Italian tourism bookings to Egypt during the upcoming summer season have dropped by 90 percent in comparison to last year, according to the head of Foreign Tourism at the Egyptian Tourism Authority (ETA) Mohamed Abdel Gabbar.
According to Abdel Gabbar, the ETA has cooperated with Italian travel agency Meridana to arrange a weekly flight from Milan to Sharm El Sheikh for EUR 112 per ticket starting from March, in addition to direct flights to Cairo for EUR 240 per ticket in May.
The number of Italians in Egypt had reached 1 million tourists in 2010, with the majority of them visiting the Red Sea resort towns of Sharm El Sheikh and Marsa Alam.
Meanwhile, the chief tax collector in Egypt’s Red Sea governorate told privately-owned Al-Masry Al-Youm that tourism-related tax revenues have dropped 80 percent in the governorate in the wake of the downing of a Russian passenger plane over Sinai last October.
Tourism was once the flagship of Egypt’s economy but a string of security-related events, including the “accidental” killing of 12 Mexican tourists and their Egyptian guides in the Western Desert in September 2015, as well as the downing of the Russian plane, have significantly affected the flow of tourists in Egypt.
Most recently, Italian PhD student Giulio Regeni was found dead on the Cairo-Alexandria highway on the outskirts of Cairo, after “mysteriously disappearing” nine days earlier.

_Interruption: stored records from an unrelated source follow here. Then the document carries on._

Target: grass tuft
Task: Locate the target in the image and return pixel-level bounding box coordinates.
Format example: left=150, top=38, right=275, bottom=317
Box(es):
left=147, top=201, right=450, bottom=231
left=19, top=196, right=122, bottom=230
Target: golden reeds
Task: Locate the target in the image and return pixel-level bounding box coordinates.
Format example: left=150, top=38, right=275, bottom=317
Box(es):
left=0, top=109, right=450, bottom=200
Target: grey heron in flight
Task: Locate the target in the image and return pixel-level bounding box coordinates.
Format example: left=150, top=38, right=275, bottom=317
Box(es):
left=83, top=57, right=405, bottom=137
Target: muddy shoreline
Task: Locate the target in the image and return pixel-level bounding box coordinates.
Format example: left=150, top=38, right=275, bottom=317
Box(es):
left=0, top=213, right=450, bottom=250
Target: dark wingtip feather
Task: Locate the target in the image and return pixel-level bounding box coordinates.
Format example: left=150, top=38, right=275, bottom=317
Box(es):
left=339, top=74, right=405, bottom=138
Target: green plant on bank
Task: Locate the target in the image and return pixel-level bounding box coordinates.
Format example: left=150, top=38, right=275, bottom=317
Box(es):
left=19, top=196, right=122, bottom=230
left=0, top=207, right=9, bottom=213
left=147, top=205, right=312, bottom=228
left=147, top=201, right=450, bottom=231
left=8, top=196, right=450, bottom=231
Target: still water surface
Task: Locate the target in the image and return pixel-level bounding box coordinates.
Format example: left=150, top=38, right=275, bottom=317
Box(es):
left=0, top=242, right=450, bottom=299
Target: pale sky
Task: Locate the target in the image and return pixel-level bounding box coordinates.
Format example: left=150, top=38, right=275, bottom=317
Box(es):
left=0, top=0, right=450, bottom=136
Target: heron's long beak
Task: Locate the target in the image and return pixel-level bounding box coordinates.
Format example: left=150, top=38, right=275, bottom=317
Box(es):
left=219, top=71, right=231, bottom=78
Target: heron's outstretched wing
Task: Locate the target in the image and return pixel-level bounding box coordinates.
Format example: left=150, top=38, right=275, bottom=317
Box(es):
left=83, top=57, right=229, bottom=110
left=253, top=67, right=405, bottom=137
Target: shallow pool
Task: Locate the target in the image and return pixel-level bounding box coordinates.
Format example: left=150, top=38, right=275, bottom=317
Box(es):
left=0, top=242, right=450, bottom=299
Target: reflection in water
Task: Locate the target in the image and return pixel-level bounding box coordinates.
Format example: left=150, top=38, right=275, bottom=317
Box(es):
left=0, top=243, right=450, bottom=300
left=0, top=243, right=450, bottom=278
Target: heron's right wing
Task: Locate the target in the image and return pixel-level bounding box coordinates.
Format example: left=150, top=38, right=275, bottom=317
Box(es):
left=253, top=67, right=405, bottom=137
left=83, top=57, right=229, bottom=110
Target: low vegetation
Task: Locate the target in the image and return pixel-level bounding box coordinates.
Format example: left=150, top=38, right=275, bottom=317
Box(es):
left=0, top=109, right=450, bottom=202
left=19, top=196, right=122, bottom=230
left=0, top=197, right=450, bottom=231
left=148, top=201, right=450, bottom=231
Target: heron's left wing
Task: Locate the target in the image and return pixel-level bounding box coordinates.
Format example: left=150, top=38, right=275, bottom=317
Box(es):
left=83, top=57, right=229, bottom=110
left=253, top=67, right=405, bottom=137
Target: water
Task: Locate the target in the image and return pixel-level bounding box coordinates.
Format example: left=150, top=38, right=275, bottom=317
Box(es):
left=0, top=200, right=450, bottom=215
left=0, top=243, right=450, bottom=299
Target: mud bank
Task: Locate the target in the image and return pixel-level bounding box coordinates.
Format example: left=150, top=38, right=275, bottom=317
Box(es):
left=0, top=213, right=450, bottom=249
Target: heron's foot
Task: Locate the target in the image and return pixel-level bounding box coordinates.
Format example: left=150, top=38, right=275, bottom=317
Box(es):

Egyptian and Italian autopsies on the students body have shown signs of torture.
Egyptian authorities are currently investigating the 28-year-old’s death but officials have remained tight-lipped about developments in the case.
Last year, Egypt’s Tourism Ministry announced the signing of a USD 66 million contract with advertising agency J. Walter Thompson (JWT) to launch a campaign encouraging tourists to visit Egypt.
However, the ETA has decided to suspend the campaign in Italy for one month, pending the results of the investigation into Regeni’s killing, Al Borsa reported.
Approximately four million Egyptians work in the tourism sector, which accounts for 12.6 percent of the country’s total employment and about 12 percent of the economy.
The drop in tourism revenues is also one of the main factors contributing to the country’s current foreign currency crisis. Since the 2011 ouster of Hosni Mubarak, foreign reserves have gone down more than 50 percent, from USD 36 billion to USD 16.477 billion as of last month.